The University of the Pacific has three data centers in each of its three campuses in Sacramento, San Francisco and Stockton, Calif. They are within 100 miles of one another. Carrero's initial reason for switching to Rubrik from a legacy data protection system was because he wanted faster recovery and insurance against regional disasters. He had previously been doing site-to-site replication between the campuses, which he deemed insufficient in a real disaster scenario.
"Getting away from site-to-site replication was a huge deal. We needed site-to-cloud, to get data out of this area and into off-site immutable backup," Carrero said.
This proved invaluable as wildfires spread through northern California over the past few months. None of the University of the Pacific's campuses were directly damaged by the flames, but some experienced power outages due to the heat. Carrero said because of Rubrik's Live Mount feature creating a rapid-restore cache and the heavily cloud-based nature of the school's IT infrastructure, he was able to handle the triple threat of wildfires, COVID-19 and continued IT overhauls all at once.
Still, Carrero didn't discount how lucky the school's cloud adoption journey had been.
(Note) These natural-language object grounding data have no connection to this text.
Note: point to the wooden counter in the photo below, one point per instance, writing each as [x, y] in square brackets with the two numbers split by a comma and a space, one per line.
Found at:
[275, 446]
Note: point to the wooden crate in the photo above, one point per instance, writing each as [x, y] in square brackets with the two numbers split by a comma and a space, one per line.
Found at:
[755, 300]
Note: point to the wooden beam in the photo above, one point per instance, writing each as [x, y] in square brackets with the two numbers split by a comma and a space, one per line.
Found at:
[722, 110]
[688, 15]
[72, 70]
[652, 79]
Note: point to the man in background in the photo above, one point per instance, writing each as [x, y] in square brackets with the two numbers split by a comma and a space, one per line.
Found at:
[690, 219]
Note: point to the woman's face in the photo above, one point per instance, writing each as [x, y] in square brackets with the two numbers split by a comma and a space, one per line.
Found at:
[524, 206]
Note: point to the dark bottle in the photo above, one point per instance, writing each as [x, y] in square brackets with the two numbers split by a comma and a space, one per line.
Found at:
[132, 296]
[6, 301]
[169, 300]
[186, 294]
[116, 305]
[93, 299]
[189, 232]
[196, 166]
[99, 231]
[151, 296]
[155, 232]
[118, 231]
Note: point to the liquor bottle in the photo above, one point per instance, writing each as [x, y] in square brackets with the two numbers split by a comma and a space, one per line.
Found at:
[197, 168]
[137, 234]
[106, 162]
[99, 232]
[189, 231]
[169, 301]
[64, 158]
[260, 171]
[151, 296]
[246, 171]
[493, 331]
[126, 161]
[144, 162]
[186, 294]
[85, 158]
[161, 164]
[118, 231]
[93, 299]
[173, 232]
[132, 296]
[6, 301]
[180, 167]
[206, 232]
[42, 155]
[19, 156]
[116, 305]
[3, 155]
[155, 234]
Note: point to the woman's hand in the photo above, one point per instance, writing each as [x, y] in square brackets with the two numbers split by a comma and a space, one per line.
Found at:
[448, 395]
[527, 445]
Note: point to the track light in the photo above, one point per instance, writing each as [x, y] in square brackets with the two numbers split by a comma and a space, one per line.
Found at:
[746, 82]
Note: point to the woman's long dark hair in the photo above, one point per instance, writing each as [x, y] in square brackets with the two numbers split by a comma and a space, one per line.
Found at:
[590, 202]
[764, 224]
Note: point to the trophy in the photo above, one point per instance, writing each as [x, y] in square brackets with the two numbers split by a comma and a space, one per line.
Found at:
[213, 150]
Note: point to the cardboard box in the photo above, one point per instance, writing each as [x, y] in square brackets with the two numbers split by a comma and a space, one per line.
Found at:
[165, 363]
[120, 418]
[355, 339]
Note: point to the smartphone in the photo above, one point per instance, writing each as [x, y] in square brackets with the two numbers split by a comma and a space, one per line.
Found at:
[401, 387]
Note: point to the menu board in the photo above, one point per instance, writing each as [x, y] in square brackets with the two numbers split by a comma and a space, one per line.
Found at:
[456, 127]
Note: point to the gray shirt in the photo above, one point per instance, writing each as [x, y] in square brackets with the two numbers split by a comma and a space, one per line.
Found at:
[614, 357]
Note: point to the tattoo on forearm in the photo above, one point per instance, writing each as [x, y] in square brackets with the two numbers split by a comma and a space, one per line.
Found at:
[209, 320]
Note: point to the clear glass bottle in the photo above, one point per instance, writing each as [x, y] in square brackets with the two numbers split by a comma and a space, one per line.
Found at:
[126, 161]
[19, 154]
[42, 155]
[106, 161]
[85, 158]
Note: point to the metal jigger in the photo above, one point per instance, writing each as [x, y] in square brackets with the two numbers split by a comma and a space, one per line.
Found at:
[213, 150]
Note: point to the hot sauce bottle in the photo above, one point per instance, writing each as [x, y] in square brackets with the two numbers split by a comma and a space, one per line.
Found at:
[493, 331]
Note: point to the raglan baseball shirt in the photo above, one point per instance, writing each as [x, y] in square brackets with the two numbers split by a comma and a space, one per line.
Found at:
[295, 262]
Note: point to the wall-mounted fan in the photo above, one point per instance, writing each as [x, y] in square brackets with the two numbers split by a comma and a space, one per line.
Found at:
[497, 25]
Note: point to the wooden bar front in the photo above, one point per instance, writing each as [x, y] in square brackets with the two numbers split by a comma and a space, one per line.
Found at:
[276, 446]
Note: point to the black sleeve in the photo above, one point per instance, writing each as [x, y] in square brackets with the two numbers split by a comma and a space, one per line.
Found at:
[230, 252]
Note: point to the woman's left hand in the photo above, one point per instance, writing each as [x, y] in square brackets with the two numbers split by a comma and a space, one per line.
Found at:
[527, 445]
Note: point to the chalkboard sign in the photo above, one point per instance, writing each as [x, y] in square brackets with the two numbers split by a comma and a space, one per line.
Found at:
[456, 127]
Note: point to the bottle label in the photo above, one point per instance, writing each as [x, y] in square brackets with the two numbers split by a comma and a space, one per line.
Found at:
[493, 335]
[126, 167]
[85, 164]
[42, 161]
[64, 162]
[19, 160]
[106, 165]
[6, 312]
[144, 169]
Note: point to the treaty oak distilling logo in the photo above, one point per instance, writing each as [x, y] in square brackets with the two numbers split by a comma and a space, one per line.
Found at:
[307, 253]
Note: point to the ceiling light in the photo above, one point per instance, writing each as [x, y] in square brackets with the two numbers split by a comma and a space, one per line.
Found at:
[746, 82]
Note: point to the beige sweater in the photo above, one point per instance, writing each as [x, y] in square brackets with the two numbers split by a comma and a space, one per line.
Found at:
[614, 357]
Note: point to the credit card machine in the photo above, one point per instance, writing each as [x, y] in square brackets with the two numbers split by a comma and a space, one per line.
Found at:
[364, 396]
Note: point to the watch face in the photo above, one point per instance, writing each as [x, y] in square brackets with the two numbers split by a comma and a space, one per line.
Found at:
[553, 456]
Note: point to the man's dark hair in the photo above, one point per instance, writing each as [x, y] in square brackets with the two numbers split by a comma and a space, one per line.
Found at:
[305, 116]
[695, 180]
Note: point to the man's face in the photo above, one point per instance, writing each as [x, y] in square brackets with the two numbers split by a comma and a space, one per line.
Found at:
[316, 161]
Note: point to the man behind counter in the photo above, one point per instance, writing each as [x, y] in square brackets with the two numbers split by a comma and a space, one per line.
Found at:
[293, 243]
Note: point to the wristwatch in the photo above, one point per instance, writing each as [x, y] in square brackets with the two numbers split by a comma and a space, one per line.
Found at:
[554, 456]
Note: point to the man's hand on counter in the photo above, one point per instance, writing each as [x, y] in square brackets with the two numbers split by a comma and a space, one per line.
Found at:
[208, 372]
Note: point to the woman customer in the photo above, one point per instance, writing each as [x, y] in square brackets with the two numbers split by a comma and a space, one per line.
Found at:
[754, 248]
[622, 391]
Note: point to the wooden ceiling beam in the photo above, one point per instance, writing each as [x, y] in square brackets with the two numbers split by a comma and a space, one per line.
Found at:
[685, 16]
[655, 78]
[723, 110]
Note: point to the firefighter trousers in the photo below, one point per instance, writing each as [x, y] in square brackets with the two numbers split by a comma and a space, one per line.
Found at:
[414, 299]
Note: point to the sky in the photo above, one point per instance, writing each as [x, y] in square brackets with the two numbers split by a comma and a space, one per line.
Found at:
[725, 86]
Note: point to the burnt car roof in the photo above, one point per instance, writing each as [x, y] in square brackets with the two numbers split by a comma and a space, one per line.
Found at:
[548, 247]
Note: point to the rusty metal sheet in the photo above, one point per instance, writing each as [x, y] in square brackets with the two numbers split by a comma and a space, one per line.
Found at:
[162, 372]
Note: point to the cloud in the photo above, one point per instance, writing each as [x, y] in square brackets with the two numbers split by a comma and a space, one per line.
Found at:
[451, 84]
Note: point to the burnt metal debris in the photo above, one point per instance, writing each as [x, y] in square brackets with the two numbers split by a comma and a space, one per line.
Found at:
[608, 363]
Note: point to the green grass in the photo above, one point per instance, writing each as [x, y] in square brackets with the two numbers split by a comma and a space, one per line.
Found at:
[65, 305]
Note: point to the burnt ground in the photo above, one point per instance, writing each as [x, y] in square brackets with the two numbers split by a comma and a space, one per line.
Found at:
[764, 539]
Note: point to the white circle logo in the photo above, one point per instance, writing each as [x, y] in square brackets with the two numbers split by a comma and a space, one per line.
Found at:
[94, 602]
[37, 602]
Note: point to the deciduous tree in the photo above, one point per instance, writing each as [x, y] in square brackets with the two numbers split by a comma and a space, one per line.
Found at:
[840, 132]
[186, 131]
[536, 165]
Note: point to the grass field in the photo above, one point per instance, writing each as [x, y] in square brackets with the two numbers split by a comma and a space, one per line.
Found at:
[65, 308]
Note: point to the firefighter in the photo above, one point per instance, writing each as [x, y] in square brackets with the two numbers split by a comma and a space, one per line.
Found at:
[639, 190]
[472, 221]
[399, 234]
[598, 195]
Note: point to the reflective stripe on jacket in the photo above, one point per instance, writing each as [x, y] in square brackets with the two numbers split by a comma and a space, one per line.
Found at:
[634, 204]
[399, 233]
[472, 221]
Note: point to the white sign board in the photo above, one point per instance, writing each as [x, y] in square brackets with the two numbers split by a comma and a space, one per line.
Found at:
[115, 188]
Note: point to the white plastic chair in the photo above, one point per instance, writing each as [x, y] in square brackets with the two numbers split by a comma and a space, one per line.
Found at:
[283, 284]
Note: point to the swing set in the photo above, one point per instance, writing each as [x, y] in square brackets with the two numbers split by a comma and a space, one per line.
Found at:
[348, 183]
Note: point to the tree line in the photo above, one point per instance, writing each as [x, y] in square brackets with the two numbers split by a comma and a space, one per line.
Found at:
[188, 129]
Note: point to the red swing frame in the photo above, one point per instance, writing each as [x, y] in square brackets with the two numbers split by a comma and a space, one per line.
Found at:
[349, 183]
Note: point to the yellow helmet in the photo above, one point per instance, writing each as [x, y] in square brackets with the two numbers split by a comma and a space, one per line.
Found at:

When COVID-19 forced schools to close across the U.S. back in March, the University of the Pacific was on spring break, allowing him and his team to get everybody online without disruption. Projects such as overhauling the website and expanding the use of cloud services were already underway, so he wasn't starting from scratch right as the pandemic started. Best of all, many of the IT expansions completed during the pandemic, such as VDI, the website, Canvas LMS and Microsoft 365, are permanent, and will continue to see use even after schools return to normal.
Carrero said with fall semester in session, his next focus is continuing the HyFlex model and preparing for a full-scale return to campus -- even if it's not necessarily happening soon. He is hoping for next year, stating that many of the University of the Pacific's programs, such as its dental school, can't really be taught remotely.
"A lot of our programs are brick and mortar. We would like folks to return, but we want to do so safely," Carrero said.